According to the report written by Freddie McConnell:
South east of Kabul lies Logar, the latest province to backslide into the clutches of insurgency and Taliban rule. Upon the region’s barren landscape sits a cluster of rocky foothills known collectively as Mes Aynak. To the Afghan and Chinese governments, Mes Aynak is the site of massive copper reserves, the world’s second largest, with an estimated worth exceeding $100bn (£66bn). To others, it is a site of enormous historical importance, a settlement dating back to the Bronze Age which includes a 100-acre ancient monastery complex, and a mere 10 per cent of which has been excavated. Its destruction would see Afghan society robbed of a unique link to its rich heritage.
Decades of conflict mean Afghans have already lost countless historical artefacts from heritage sites and museums. In 2012, a single consignment handed over by the British Armed Forces to the National Museum of Afghanistan saw the return of more than 800 items that were carried illegally into the UK. This slow leak compounds catastrophic losses such as the Taliban’s demolition of the 35- and 53-metre tall Buddhas of Bamiyan in 2001.
Mes Aynak is the latest piece of heritage facing an existential threat, only this time the threat is government sponsored. The Ministry of Mines sold rights to the copper reserves directly below and around the archaeological site to the Chinese state-owned China Metallurgical Group (MCC) roughly four years ago. This despite international experts repeatedly describing it, since its rediscovery in the 1960s, as a hugely important cradle of Bronze Age, Buddhist and Islamic heritage.
American documentary filmmaker Brent Huffman, “Is one of those fighting desparately to raise awareness of Mes Aynak’s historical significance before the bulldozers roll in,” McConnell writes.
Huffman’s campaigning film, The Buddhas of Mes Aynak, is almost ready for release. He does not think a film alone can save Mes Aynak, but seeing the site close up changed everything for him, and he hopes if enough people are shown what is at stake, the momentum behind this issue might shift in favour of the preservation campaign. “What the film is doing is getting people to fall in love, to see why it’s important and the incredible things that are found there.”
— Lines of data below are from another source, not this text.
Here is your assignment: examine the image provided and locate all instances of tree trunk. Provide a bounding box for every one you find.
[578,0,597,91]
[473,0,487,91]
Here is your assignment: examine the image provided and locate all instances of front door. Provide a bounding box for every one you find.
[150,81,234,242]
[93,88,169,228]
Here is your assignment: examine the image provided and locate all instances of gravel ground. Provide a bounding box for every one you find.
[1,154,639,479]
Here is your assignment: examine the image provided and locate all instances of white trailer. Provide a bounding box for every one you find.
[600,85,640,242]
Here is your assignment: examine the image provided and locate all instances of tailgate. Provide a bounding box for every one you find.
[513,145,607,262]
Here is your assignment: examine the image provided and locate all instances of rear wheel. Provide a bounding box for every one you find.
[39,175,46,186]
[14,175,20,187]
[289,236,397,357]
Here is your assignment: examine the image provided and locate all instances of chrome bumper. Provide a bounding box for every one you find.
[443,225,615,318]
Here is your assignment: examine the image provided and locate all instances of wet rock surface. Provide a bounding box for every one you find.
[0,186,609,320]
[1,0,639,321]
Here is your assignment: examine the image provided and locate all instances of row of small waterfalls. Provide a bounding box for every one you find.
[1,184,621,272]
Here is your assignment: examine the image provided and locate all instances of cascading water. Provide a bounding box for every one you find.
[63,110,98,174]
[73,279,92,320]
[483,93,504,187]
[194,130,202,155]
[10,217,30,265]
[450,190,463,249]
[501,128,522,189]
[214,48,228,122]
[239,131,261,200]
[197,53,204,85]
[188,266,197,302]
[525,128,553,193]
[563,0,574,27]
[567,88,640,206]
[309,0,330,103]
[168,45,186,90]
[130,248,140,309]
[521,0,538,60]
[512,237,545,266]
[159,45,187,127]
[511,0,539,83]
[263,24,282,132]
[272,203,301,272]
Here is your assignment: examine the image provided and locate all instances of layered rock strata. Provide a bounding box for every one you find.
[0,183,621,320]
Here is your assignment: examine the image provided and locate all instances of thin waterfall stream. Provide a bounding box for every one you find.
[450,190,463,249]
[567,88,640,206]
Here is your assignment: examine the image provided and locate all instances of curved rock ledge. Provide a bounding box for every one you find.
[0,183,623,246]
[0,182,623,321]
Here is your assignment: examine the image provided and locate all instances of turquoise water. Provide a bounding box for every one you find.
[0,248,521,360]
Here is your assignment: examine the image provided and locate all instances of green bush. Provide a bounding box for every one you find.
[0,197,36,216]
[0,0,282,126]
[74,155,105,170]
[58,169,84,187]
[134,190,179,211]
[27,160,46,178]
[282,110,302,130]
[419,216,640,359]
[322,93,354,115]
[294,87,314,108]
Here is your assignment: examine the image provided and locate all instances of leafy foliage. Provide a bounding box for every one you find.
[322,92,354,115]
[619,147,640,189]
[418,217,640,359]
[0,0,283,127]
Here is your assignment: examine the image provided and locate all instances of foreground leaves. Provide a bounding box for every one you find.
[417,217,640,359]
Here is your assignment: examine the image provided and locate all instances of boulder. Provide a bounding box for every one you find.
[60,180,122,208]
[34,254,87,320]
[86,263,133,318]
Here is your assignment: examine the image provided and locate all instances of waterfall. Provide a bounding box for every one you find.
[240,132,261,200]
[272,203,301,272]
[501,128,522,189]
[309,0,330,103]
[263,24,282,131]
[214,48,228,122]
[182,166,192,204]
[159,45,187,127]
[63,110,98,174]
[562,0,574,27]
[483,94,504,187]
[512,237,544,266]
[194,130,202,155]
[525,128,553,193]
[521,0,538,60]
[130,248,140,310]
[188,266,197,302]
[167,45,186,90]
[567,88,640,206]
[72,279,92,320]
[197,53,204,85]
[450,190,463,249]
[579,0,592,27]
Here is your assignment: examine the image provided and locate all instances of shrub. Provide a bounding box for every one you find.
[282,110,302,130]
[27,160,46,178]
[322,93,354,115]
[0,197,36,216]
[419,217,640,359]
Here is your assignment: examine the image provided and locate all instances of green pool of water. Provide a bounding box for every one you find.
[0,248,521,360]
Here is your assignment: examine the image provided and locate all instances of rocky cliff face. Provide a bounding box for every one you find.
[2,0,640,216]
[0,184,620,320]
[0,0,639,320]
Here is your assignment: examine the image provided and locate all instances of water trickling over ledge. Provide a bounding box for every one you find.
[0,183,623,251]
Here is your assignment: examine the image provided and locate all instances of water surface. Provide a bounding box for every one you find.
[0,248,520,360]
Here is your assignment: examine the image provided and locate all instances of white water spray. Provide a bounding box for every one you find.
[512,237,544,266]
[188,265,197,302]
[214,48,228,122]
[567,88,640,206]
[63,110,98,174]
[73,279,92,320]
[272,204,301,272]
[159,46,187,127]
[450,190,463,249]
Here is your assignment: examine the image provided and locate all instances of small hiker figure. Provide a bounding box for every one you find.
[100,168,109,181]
Then, in a momentary capitulation to the enormity of the battle conservationists face, he admits to a humbler motivation, “at least if Mes Aynak is destroyed, I can capture it on film and provide some kind of visual record of what happened. To tell the story of Mes Aynak and the people who fought hard to try to save it.”
The lack of a local champion and the overwhelming dearth of international awareness are just two of many factors fuelling Huffman’s greatest fear. Namely, that Afghans themselves will never realise what they stand to lose at Mes Aynak. He says: “It’s almost that Afghanistan doesn’t have its own history because so much of it has been destroyed. Afghanistan could really take ownership of its history and its importance through protecting sites like Mes Aynak. It could become a point of pride for Afghans. This is how they influenced the world. That history has not been told.”
The author quotes from a, “2012 report by the Alliance for the Restoration of Cultural Heritage (ARCH), a US non-profit group, in collaboration with international experts.”
From the report about the Mes Aynak site:
The site is, “one of the most intriguing ancient mining sites in Central Asia, if not the world”. It goes on: “While the Buddhist aspect is important, what makes the site special is this continuity of habitation across millennia … Over 5,000 years old, this is a site where early technology and society unfolded.”
The Arch report does acknowledge the need for economic development in the region, saying: “Mes Aynak can become a model case with a win-win outcome, pioneering methods for the extraction of resources in a way that is ecologically, culturally and historically responsible while meeting the needs of social development and the global economy.” This approach would necessarily be slow and carefully managed by parties with motivations other than profit.